The word “online” refers to the mode of delivery, and does not appear on graduates’ documents or transcripts, says Botchwey. “Graduates of our online master’s degrees receive the same diplomas as graduates of our traditional on-campus master’s degrees,” she says. “The online master’s degrees have the same content and rigor as the on-campus degree counterparts, and are taught by the same esteemed faculty experts.”

Engage for success
“As with U.S. universities in general, the more you put in, engage and get involved, the more you get out of the online experience,” says Glick. “Engagement means communicating with your professors. Take advantage of virtual office hours and get to know the programs or the research they are working on.”

Botchwey adds that course videos need to be actively studied, not just watched like television. “You need to take notes just as you would in an in-person class,” she says. “Take advantage of tools, such as pause and rewind, to make sure you understand the material covered.” 


Another key to attaining success while pursuing an online degree is asking for help, especially if faculty or students use colloquial language or references to campus or traditions that international students don’t understand. This will “provide a good learning opportunity for everyone involved,” says Botchwey. 

And even though students won’t have the benefit of hanging out with classmates in person, engaging with them is still vital. “Take advantage of message boards and other interactive tools to communicate with other students in the program,” advises Botchwey. “You are part of a worldwide cohort of motivated professionals, so take this opportunity to make professional connections.”

Flexibility and diligence
“Online education is a great option because it meets students where they are in their life,” says Glick.
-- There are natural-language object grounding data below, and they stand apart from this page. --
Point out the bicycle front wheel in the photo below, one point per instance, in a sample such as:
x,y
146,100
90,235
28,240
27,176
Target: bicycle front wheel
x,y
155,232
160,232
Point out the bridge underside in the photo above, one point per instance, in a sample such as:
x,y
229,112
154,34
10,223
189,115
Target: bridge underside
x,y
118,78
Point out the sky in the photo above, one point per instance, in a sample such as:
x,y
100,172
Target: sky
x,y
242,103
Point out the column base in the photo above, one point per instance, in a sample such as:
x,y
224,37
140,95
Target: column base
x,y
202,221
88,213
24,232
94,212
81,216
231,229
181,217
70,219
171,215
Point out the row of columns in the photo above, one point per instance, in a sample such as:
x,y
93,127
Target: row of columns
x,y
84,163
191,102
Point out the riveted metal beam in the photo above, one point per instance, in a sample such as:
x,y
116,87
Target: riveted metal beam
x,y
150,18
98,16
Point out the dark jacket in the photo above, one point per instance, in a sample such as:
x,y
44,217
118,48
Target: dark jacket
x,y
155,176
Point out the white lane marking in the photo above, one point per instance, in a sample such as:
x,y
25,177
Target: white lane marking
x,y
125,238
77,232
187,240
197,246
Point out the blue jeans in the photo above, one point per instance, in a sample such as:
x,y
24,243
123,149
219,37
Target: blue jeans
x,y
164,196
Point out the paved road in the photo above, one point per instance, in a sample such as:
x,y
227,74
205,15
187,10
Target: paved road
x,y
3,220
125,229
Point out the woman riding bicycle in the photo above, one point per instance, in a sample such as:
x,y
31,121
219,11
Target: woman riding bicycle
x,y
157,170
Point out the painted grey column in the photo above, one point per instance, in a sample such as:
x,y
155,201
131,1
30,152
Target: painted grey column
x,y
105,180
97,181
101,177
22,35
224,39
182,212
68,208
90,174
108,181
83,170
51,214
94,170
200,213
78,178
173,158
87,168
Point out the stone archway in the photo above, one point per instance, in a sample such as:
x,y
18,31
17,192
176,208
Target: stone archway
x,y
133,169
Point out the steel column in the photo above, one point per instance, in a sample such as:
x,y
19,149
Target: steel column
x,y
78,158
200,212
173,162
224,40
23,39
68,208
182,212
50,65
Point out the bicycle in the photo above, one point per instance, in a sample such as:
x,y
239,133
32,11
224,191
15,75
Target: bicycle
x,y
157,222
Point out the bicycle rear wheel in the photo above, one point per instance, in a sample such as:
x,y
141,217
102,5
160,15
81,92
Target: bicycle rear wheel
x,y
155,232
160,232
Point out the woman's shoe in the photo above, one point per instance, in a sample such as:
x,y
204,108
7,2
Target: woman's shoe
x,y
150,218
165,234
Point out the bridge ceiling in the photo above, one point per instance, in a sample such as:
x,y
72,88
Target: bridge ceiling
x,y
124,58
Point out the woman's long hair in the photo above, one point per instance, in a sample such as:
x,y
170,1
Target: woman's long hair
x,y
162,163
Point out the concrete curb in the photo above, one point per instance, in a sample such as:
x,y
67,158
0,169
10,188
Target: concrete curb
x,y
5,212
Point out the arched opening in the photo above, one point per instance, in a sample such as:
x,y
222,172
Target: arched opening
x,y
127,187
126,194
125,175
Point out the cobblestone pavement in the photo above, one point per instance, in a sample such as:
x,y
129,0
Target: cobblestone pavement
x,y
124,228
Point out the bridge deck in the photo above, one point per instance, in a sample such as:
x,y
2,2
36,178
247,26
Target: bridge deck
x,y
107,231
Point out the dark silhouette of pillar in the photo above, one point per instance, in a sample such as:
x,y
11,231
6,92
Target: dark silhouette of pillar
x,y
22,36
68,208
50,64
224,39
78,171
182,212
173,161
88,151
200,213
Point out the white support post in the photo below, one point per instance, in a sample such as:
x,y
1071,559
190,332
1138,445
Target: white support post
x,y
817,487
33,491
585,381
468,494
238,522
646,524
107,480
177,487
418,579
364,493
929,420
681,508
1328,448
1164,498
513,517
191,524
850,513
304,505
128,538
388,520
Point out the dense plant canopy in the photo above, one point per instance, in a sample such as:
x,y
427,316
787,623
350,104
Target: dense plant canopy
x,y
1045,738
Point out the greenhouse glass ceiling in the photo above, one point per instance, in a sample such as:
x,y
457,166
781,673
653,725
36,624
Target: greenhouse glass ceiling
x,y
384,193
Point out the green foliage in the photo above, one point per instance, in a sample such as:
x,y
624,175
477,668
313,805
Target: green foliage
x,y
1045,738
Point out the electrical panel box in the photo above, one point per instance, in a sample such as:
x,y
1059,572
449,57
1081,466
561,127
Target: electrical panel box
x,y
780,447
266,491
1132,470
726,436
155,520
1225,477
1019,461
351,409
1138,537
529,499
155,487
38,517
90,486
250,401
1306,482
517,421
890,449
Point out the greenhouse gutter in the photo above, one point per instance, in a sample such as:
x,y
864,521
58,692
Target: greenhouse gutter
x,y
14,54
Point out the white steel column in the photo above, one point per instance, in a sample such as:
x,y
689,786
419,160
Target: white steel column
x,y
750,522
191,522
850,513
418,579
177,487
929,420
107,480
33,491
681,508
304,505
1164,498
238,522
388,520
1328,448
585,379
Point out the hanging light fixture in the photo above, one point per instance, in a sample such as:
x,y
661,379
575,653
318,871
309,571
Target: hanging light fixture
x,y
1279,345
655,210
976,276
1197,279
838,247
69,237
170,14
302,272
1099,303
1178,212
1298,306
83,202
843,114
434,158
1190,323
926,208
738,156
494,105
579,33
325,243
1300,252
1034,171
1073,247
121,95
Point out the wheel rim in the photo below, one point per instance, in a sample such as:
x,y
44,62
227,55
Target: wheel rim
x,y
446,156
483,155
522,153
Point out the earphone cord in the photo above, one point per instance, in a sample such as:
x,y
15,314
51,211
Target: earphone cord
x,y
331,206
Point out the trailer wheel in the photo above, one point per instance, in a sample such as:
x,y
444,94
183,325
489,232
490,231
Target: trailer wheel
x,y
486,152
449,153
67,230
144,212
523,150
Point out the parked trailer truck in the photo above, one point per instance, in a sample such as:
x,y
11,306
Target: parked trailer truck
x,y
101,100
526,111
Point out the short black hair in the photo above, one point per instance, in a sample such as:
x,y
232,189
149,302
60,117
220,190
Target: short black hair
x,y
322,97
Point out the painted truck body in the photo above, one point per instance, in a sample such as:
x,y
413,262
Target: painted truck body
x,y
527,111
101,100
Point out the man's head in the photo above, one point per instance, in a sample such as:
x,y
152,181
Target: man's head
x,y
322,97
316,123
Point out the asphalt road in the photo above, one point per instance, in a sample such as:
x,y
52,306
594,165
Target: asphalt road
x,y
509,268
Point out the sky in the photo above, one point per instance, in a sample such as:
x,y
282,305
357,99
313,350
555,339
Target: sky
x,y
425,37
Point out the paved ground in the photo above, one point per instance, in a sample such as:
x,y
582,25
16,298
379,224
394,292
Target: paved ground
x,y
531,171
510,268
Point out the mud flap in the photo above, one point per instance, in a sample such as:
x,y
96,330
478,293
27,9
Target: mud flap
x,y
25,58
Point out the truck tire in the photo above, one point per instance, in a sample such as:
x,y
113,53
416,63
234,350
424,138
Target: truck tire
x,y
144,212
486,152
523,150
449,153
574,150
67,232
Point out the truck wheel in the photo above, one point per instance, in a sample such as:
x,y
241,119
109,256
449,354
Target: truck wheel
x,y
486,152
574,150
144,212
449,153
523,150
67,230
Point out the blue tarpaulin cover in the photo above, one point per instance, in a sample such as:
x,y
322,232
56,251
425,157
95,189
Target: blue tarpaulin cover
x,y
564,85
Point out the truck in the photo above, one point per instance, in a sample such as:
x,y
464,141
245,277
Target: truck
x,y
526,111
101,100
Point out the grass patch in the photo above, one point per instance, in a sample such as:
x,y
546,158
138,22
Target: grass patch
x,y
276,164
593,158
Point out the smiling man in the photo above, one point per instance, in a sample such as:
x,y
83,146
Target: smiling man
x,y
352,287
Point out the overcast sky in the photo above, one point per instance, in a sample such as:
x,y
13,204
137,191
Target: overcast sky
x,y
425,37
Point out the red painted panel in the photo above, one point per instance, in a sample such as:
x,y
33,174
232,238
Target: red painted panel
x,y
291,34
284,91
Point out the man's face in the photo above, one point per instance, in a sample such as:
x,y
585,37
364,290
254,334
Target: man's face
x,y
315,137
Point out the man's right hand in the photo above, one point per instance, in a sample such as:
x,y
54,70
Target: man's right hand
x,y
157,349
But that flexibility cannot be treated lightly. 

Botchwey says that students should expect a high-paced, busy schedule for the duration of the online program. Good organization, meticulous preparation and planning ahead—with project deadlines and exams clearly marked on students’ calendars—are key to online learning success. “It’s hard for students to catch up once they fall behind,” she adds.

Bethany Ulman, OSU Ecampus student success coach, elaborates. “Time is usually the biggest challenge for students who learn online,” she says. “Online students typically have competing demands for their time from family, work, community obligations and school. Finding a balance and feeling comfortable prioritizing different aspects are usually where students struggle.”

Building global communities
Experts agree that studying online does not mean being alone.  “Our students create robust and vibrant communities, where they help and support each other,” says Gazi. “These communities are diverse and increase the sense of belonging.”

Online students also become valued members of the overall university communities. “Ecampus students are Oregon State students,” says Glick, “and it is a growing population. We have graduates doing amazing things all across India and the world. And, being a graduate of OSU can open a lot of doors. They are part of a global network of classmates, who interact through online discussion forums, video conferencing software and in virtual communities.”
 

Michael Gallant is the founder and chief executive officer of Gallant Music. He lives in New York City.